Pack it in.

Waterproof Jacket. Waterproof Socks. Waterproof Shorts*. Waterproof Socks. Winter Boots. Vast Tent (waterproof). Flippers. Goggles. Canoe. Beer. More Beer. Will To Live.

Maybe a bike.

Maybe not.

Fairly standard packing list for any event caught in the crossfire of English weather, riding bicycles for indeterminable hours and me. Plan for snow and hope for the best is a tactic that served me well especially during the biblical horror of 2009. If evolution could be morphed with always-on modernity, a new homo-wetian cluster would have emerged from the flooded bog of the West Mendips. Equipped with gills.

Raining outside now. Sky as black as a man with his head in a mucky bucket. Something I’d normally be considering channelling my Ostrich coping strategies. And yet a peek of the fickle forecasting interweb returns only patchy rain, a brisk wind and a little chill. Receiving extreme sunburn is unlikely, but then again so is drowning. I’ve chosen not to believe a bloody word of it. Considering a wetsuit.

Packing has not gone well so far if I’m honest. Last night? Ideal, write a list, locate items, wonder if “amusing elephant” has been added to list by not so amusing child. Fail to locate key items that have clearly been hidden. Will To Live on top of that particular list. Open tailgate, and – with a berserker cry – launch multiple wheelbarrows of useless stuff into the back. Adjust fit with handy sledgehammer, job done.

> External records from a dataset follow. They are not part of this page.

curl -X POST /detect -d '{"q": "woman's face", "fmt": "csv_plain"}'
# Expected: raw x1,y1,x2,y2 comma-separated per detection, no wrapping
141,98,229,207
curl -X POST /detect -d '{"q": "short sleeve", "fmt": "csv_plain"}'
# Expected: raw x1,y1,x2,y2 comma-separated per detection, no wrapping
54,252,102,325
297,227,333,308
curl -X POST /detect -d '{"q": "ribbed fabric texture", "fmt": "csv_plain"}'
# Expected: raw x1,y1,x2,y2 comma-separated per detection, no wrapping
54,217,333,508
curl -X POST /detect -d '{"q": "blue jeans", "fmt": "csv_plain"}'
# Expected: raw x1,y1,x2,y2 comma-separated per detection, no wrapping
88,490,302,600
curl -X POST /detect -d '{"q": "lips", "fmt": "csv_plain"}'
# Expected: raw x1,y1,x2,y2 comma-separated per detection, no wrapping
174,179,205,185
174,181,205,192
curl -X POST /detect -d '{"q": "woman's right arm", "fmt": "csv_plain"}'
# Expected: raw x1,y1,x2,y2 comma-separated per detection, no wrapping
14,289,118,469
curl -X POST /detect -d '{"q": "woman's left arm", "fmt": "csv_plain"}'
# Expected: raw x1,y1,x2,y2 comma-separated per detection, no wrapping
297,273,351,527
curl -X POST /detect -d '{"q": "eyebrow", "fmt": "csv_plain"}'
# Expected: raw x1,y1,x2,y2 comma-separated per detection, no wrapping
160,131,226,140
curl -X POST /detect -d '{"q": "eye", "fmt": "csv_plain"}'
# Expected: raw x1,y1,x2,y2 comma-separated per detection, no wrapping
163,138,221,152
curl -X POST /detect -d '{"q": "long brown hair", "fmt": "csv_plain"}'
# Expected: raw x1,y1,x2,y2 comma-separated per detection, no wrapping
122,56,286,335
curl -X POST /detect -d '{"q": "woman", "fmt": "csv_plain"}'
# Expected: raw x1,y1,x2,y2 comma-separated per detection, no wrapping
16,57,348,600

Went riding instead. Dusted off the Cove with crazy notion of deploying it as a spare bike at the CLiC-24. A second rider would be better. And a third come to that. It repaid my negligence and abandonment with a reminder that disc brakes only work when BOTH pads and disks are available to the caliper. Rear ones on the backing, front ones in there somewhere but insufficiently motivated to prevent lever banging against the bar, while arresting no motion of the front wheel.

Good brakes make you go faster apparently. I sort of get that. But let me expand the theory – no brakes AT ALL make you go very fast indeed. The last descent from the Worcester Beacon shall live long between me and my therapist. I’m sure it’s all fixable although chucking the thing on the trailer and assuming it’ll somehow self heal is unlikely to be a successful approach.

Right, it seems I’m nearly out of time and all out of excuses. I’ll take a camera to record the misery which – obviously – I’ll share with you sometime next week. I wonder if it’s too late to book a B&B 😉

* Kinky. I’m not sure an explanation of “yes they may be plastic but who wants a heavy gritting up the arsecrack?” helps much.